By default, if the number of cases in your training data is 1000 or less, Minitab uses 0.01 as the learning rate. For data sets with more than 1000 cases, the default learning rate is max[0.01, 0.1 * min(1.0, N/10000)]. For example, when the data set has 9000 responses, then the learning rate = 0.09.
If the initial model doesn't predict your data well, consider increasing or decreasing the learning rate by 5 or ten fold to see whether you can get a better model.

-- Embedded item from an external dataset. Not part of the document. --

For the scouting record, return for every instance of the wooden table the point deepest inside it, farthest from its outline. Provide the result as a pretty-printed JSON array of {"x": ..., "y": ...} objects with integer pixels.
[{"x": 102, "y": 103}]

Randomize subsample selection
Choose whether to build each tree in the analysis from a subsample from the entire training data set or from subsamples within each response level.
Within entire
data set: Select a random sample from the entire training data set. Usually, the fraction of 0.5 works well. Consider increasing the fraction from the default value of 0.5 to 0.70 or higher if the initial model doesn't fit your data well.
Within each
response level: Take a subsample from the event class cases in the training data and a subsample from the nonevent class cases in the training data. You can use this option to ensure that enough cases of a rare class are in each subsample. If a class is rare enough, you can enter 1 to include all of its cases in every subsample.
Subsample
fraction
Specify the proportion of the learning data to randomly select to build each tree in the analysis. Usually, the fraction of 0.5 works well. Consider increasing the fraction from the default value of 0.5 to 0.70 or higher if the initial model doesn't fit your data well.
Number of
predictors for node splitting
Specify the number of predictors to consider for each node split. Usually, the analysis works well when you consider all the predictors at every node. However, some data sets have associations among the predictors that lead to improved model performance when the analysis considers a different random subset of predictors at each node. For such cases, the square root of the total number of predictors is a typical starting point. After you use the square root and view the model, you can consider whether to specify a larger or smaller number of predictors with a percentage of the total.
Total number
of predictors: Select to use all the predictors for splitting nodes.
Square
root of the total number of predictors: Select to use the square root of the total number of predictors for splitting nodes.
K
percent of the total number of predictors; K =: Select to use a percentage of predictors for splitting nodes.
Base for random number
generator
You can specify a base for the random number generator to randomly select the subsamples and the subset of predictors. Typically, you do not need to change the base. You can change the base to explore how sensitive the results are to the random selections or to ensure the same random selection for repeated analyses.
Weights
Enter a column that contains the case weights. The column must have the same number of rows as the response column. Values must be ≥ 0. Minitab omits rows that contain missing values or zeros from the analysis.